Abstract

Depression has become a major health and economic burden worldwide. Electroencephalography (EEG) data has been used by a growing number of researchers to study depression. EEG-based functional connectivity (FC) features have emerged since they can account for the relationships between different brain regions. In this paper, the time–frequency analysis technique is introduced into the construction of the FC matrix. Specifically, instead of directly building the FC matrix from the EEG signals, the intrinsic time-scale decomposition (ITD) method is employed to mine the time–frequency information, and then the Pearson correlation is used to measure the FC between channels. The results show the significant differences in the FC networks between different groups.

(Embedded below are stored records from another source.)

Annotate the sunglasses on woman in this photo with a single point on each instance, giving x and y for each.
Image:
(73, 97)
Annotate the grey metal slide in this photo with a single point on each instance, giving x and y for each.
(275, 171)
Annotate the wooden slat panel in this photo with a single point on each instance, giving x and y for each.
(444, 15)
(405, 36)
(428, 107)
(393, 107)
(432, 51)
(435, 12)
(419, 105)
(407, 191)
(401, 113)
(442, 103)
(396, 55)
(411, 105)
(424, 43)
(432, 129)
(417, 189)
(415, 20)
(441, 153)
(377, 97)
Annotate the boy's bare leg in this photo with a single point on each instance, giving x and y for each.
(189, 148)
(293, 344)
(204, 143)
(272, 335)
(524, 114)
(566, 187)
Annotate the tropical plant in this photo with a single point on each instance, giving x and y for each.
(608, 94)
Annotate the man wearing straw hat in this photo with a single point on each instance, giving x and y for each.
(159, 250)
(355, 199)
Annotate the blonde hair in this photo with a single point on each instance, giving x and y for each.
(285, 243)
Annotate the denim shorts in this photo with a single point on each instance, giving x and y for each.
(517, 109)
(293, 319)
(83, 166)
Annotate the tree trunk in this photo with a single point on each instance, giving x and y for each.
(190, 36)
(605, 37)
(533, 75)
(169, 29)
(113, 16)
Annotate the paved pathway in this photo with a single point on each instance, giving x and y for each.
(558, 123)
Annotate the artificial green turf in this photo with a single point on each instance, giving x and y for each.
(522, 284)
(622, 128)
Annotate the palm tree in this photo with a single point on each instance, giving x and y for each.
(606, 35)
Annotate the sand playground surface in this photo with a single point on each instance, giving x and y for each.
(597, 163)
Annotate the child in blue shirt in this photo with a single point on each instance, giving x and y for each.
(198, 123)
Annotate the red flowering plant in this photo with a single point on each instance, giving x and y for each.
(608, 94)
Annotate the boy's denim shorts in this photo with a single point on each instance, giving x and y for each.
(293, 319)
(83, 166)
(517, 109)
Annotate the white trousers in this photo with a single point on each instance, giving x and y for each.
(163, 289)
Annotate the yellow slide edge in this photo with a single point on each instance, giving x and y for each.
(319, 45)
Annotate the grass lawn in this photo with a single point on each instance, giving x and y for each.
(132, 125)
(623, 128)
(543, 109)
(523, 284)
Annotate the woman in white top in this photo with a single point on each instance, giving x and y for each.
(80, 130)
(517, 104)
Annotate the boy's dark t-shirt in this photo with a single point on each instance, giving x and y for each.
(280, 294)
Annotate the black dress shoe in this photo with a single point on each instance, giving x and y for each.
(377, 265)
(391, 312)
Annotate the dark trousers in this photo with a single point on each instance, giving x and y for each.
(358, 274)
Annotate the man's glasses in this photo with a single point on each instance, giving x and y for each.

Furthermore, the graph-based adaptive least absolute shrinkage and selection operator model (GA-LASSO) is proposed in this paper to learn the discriminative features from the FC matrix, which is mainly achieved by adding both the adaptive L1 and graph regularized terms to the original least absolute shrinkage and selection operator (LASSO) model. The advantages of GA-LASSO come from the processing of discriminative weights of different features, and the connections between features by graph topology. In addition, the effectiveness of the proposed strategy of depression detection is validated on the open dataset MODMA, as well as the self-collected dataset called EDRA. The experimental results show that the current study sheds new light on the pathological mechanism of subclinical depression and suggests that EEG resting-state FC analysis may identify potentially effective biomarkers for its clinical diagnosis.